Prior to the adoption of heterogeneous virtualization engines such as IBM's SAN Volume Controller (SVC), Hitachi's USPV and LSI's SVM, a main impediment to storage virtualization for block-based storage was the lack of multiple storage vendor (heterogeneous) support within available virtualization technologies. This inhibited deployment across a data center.
Despite the availability of these technologies, some customers still prefer not to add an additional layer of complexity into the shared storage infrastructure. If so, the only practical approach is either to implement a single vendor solution across the whole of the data center (practical only for small and some medium size data centers) or to implement virtualization in one or more of the largest storage pools within a data center.
This article is a how-to guide on designing and implementing virtualization in storage pools.

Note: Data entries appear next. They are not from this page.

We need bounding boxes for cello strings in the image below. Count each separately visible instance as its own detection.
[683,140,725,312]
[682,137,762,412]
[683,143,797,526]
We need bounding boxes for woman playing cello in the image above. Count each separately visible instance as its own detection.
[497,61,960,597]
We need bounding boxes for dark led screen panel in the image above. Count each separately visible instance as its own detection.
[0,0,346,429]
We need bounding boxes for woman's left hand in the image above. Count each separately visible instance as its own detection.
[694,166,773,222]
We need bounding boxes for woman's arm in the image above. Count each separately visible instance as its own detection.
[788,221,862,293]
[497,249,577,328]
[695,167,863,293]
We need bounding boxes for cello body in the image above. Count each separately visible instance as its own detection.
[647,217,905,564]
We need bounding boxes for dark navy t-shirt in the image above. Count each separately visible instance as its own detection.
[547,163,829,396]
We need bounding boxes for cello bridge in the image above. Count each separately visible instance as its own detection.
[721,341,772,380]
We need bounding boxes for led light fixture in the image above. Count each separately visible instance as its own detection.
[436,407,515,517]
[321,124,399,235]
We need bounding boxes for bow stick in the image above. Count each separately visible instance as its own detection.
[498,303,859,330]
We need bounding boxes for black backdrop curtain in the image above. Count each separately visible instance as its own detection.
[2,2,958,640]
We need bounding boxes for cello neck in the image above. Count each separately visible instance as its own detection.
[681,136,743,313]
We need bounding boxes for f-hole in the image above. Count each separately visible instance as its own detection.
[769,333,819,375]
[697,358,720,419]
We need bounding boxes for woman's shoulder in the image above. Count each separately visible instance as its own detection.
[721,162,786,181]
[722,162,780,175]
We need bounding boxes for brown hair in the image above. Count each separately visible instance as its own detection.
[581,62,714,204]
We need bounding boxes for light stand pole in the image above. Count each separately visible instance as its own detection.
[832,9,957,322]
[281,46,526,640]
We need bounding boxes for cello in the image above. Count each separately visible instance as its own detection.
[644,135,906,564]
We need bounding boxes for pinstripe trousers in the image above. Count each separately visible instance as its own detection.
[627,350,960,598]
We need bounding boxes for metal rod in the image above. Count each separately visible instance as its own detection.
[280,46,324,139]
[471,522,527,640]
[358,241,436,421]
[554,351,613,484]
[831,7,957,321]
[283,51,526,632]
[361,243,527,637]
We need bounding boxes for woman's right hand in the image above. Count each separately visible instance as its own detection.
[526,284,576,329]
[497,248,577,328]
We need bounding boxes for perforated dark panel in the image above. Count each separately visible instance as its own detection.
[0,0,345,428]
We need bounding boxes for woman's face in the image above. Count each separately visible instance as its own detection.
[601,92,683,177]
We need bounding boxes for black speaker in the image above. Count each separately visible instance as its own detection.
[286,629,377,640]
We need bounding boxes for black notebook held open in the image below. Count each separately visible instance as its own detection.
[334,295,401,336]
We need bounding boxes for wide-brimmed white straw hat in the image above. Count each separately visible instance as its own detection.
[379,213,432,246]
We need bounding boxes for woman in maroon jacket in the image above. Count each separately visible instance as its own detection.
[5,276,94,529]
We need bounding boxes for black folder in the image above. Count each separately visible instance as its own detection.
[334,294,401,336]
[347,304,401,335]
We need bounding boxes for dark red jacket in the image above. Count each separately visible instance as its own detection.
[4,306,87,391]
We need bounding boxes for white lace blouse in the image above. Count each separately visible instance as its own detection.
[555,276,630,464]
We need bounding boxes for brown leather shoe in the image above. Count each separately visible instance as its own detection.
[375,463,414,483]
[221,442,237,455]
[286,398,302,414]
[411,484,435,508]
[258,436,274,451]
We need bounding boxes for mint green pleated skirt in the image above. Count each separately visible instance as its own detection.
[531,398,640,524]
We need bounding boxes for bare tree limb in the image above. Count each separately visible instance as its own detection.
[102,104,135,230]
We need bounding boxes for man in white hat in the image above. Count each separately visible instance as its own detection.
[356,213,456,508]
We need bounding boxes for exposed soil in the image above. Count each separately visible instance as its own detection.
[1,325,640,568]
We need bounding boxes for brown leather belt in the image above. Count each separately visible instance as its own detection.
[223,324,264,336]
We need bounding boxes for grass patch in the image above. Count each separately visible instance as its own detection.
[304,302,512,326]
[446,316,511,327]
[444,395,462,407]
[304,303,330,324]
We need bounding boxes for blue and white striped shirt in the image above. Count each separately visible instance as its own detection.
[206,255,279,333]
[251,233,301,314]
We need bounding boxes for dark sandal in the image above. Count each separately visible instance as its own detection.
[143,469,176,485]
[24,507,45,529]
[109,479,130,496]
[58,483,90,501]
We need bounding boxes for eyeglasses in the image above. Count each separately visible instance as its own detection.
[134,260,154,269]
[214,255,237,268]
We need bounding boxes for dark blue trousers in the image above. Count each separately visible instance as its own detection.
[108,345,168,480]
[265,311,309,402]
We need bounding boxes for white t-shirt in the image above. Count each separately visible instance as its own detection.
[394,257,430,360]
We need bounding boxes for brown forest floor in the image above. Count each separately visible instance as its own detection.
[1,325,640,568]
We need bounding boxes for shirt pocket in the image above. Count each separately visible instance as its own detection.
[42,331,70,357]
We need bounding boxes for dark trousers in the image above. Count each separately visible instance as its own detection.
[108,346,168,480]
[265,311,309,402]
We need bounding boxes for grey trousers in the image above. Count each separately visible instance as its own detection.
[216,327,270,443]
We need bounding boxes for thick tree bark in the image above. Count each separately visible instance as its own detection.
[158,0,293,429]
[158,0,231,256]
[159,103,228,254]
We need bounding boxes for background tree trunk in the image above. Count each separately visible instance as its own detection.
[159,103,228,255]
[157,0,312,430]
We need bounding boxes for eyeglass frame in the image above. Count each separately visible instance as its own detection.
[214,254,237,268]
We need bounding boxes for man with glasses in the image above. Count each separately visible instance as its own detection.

Storage virtualization design and deployment capability
One of the most popular storage virtualization techniques is the pooling of physical storage from multiple network storage devices into what appears to be a single logical storage device that can be managed from a central point of control (console). Storage virtualization techniques are commonly used in a storage area network (SAN), but are also applicable to large-scale NAS environments where there are multiple NAS filers.
The management of storage devices takes significant storage administrator time and is error-prone. By hiding the complexity of the storage network, storage virtualization helps the storage administrator to perform the tasks of copy services, backup, archiving, and recovery with less effort, reduced elapsed time, and with fewer errors.
Users of SAN based storage networks can implement the virtualization of volumes with software applications, by using hardware and software hybrid appliances, and by using storage controllers with virtualization engines built in. The technology can be placed on different levels of a storage area network. For smaller configurations, the use of virtualization appliances in the fabric of the storage network infrastructure is feasible. Candidates are IBM’s SAN Volume Controller (SVC) which has been shipping for some time, and EMC’s Invista which is still in limited use. Hitachi (USP-VM either with storage or diskless) and HP have array-based solutions. For larger and/or performance critical environments, most installations use virtualization engines built into the storage controller, where they have least impact on I/O performance and can recover from any failures with higher certainly and reduced elapsed time. Some full virtualization arrays from Xiotech, 3PAR, IBM's XIV, and Compellent are built using virtualization engines which break the data into small pages (1-256MB) which are distributed across the disk drives. Only Hitachi’s USP V lines (also resold by HP and Sun) offer a heterogeneous virtualization solution which allows virtualization within the array and virtualization of external storage by the array. This may be particularly useful for migrating storage from one generation to the next or to different tiers.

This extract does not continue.